Can We Please Cut This Defence Budget Now?

Seriously. With a defence budget that refuses to go down (and a new-found propensity for neo-liberalist debt repayment amongst those who once associated with Marxists) whilst people build their houses in dried up river beds (which kill when they're no longer dried), the Pakistani elite continues a state of affairs that melded negligence with the worst sort of prioritisation.

Criminal misallocation of resources is why the population of Pakistan is now some uncountable number north of 180 million, why this number will continue to grow without let or hindrance, and why it was some of the most underprivileged people who had to bear the brunt of this flood. The practise of a near aparthied level of informal classism by the Pakistani elite has led to this state of affairs. The contempt shown for the daily disenfranchised shown casually by members of the elite, is mirrored in national policy, a tendency magnified manifold during military rule which has now led to this state of affairs. If these floods are not enough to change attitudes, then I don't know what is.


Ahsan said...

Nice blog, methinks I should link to it.

TLW said...

Thank you Ahsan.

Keep blogging sir.

Emad said...

Agree with the sentiment but curtailing military spending is completely unrealistic, especially now when there's a war on terror being fought and a massive military-led relief effort underway. What's more realistic in the context of the disaster management process, as the Business Recorder argues today (, is curtailing non-essential, non-development expenditure and scaling back some of the development plans in the pipeline.

TLW said...

No Emad, defence spending can be cut.

Non-essential DEFENCE spending should be cut. There is waste in our overly large military complex that needs to be drawn down. Political, yet none the less ex militar officers like Ayaz Amir and Kamran Shafi are constantly pointing to all the wastage of funds our military establishment manages to do.
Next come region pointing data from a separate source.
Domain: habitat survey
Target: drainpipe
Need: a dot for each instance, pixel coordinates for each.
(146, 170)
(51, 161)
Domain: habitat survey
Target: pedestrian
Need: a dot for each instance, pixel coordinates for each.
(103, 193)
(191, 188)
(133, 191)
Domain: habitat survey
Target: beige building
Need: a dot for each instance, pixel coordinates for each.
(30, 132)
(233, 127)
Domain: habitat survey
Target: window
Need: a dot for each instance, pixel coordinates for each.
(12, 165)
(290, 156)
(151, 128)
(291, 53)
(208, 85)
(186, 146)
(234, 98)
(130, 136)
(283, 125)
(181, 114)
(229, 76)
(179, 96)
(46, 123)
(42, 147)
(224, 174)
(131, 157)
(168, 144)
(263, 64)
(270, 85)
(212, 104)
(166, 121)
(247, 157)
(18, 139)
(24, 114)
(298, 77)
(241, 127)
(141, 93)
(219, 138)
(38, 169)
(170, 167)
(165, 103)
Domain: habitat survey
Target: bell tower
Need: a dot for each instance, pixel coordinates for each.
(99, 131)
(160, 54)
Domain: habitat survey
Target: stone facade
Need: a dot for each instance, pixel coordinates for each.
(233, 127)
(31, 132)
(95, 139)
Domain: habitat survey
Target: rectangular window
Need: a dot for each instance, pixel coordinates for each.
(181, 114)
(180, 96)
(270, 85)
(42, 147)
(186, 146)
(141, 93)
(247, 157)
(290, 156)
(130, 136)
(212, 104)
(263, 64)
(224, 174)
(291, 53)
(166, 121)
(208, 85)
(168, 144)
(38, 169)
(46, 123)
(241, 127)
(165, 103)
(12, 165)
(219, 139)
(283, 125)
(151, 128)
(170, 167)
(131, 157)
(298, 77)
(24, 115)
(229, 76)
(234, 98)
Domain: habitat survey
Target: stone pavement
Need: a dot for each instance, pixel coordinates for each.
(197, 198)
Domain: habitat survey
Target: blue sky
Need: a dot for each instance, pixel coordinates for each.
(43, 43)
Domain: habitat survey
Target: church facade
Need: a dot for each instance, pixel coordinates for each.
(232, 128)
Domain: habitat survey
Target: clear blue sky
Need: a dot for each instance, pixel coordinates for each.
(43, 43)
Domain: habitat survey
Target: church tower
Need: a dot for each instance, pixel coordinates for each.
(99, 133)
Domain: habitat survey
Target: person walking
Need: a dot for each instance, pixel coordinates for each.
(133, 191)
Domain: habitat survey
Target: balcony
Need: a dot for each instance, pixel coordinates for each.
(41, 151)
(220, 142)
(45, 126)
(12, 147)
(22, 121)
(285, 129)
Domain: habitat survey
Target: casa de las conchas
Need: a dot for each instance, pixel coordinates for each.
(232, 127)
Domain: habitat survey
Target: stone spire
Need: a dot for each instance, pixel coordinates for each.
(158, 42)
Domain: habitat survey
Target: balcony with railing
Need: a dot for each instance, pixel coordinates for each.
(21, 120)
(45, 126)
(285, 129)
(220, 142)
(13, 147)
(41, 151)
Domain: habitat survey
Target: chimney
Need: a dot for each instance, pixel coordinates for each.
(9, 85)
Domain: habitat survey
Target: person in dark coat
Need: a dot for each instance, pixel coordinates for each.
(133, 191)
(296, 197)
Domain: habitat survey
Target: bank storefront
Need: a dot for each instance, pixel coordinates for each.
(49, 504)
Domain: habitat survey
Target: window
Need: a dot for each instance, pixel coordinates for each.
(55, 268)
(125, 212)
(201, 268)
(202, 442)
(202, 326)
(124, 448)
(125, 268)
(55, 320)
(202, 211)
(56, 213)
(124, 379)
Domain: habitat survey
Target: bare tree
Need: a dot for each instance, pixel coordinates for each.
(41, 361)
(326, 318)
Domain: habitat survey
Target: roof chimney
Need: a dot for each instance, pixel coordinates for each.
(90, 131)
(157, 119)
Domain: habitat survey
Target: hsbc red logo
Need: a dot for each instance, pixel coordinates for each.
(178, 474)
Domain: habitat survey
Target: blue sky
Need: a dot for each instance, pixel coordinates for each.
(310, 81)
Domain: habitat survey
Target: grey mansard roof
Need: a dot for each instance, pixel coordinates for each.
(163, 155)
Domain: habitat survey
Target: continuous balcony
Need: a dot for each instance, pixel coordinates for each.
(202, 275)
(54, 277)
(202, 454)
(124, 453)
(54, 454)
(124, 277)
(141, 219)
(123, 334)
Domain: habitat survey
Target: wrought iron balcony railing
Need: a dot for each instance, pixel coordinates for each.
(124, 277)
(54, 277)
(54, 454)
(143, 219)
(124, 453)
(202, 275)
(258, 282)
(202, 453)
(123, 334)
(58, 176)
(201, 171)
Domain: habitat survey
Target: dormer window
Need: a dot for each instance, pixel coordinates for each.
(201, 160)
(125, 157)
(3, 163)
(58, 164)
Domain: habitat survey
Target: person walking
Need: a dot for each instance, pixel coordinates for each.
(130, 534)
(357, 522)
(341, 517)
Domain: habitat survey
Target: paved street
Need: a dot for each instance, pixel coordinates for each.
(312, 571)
Civilian spending is already criminally low. Our military on the other hand, is an elite run institution. A good place to begin would be for weapons system procurement that can only be used on the flat plains against an adversary like India.
The militaries of Pakistan, the United States and India have all acknowledged that Pakistan has drawn down so many troops from the Eastern border, that there is no threat to India there. And God forbid if the Indians decide to go to war, it takes them three weeks to mobilise all their assets and reach the Indo-Pak frontier. On the other hand our in our mountain war, we need infantry (standard, mountain and mechanised), helicopter support, some artillery, and bomb dropping capacity. These are cheaper to procure as opposed to something we would need against a modern army like that of India, and already exist in much of our inventory.
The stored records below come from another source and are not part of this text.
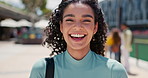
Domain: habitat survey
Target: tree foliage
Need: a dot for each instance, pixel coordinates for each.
(34, 5)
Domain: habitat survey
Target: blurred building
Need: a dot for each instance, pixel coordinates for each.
(133, 12)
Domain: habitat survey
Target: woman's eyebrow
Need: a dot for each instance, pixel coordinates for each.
(87, 15)
(69, 15)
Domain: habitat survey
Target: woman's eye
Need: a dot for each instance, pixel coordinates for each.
(69, 20)
(86, 21)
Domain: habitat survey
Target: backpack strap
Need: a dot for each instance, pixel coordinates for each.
(49, 68)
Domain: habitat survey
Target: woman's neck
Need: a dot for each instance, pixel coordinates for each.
(78, 54)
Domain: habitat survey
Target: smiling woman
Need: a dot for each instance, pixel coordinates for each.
(77, 34)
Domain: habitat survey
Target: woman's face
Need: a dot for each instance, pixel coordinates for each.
(78, 26)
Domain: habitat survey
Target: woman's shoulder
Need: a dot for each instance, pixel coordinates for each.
(38, 69)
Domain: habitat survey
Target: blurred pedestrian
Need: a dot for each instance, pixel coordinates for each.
(126, 47)
(114, 43)
(77, 35)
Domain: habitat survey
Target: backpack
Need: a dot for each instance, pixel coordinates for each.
(49, 68)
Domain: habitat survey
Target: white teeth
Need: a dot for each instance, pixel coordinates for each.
(77, 35)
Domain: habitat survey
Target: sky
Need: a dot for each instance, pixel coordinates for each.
(51, 4)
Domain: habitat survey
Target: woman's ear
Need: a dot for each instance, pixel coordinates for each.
(96, 28)
(61, 27)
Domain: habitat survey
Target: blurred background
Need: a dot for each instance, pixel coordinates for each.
(22, 23)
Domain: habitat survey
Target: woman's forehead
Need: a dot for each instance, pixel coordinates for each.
(78, 8)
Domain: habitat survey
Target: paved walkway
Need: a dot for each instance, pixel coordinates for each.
(16, 60)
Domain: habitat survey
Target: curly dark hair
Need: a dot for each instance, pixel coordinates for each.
(55, 38)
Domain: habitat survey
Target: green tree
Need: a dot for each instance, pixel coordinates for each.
(34, 5)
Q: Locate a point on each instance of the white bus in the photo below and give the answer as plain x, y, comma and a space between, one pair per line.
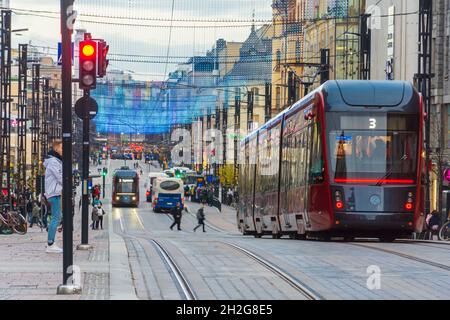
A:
166, 193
I would also like to add that the next campaign we might need to fight is either an entry and clearing up of North Waziristan, or another clearing up South Waziristan.

We do not need big ticket military items for either operations.

And by the way, these are defence forces. They have failed to defend us against the depredations of Qari Hussain Ahmed. Why is Qari Hussain Ahmed alive and not dead?

Scaling back some development plans of the future might be a partially realistic idea. But on the defence side, I would have to disagree.

Emad said...
This comment has been removed by the author.
Emad said...

TLW, I think you misunderstood me. Undoubtedly, defence spending should be cut and of course there are areas within the defence budget that can be cut.

However, the constraint I am pointing out is political. In policy speak, there is: (a) no political will, (b) an elite Establishment that is almost immune to public sentiment, and (c) public sentiment against public spending is just not strong enough itself. The Army is again being seen as the saviour and the public would rather see death taxes, flood taxes on profit-making businesses and the strictest of cuts in politicians' expenditure. And let's be honest: any talk of defence spending cuts will almost always be beaten down by the Army drumming up nationalist sentiment and building up the Indian threat.

So again, I share the sentiment; massive and burgeoning defence spending is a disservice to the people of the country and a barrier to effective policy reform. But the sticking point is that cutting it is not politically realistic in the current setup.

It was for the short- and mid-term that I brought up the Business Recorder recommendations, which are realistic and implementable in the backdrop of the flood relief effort.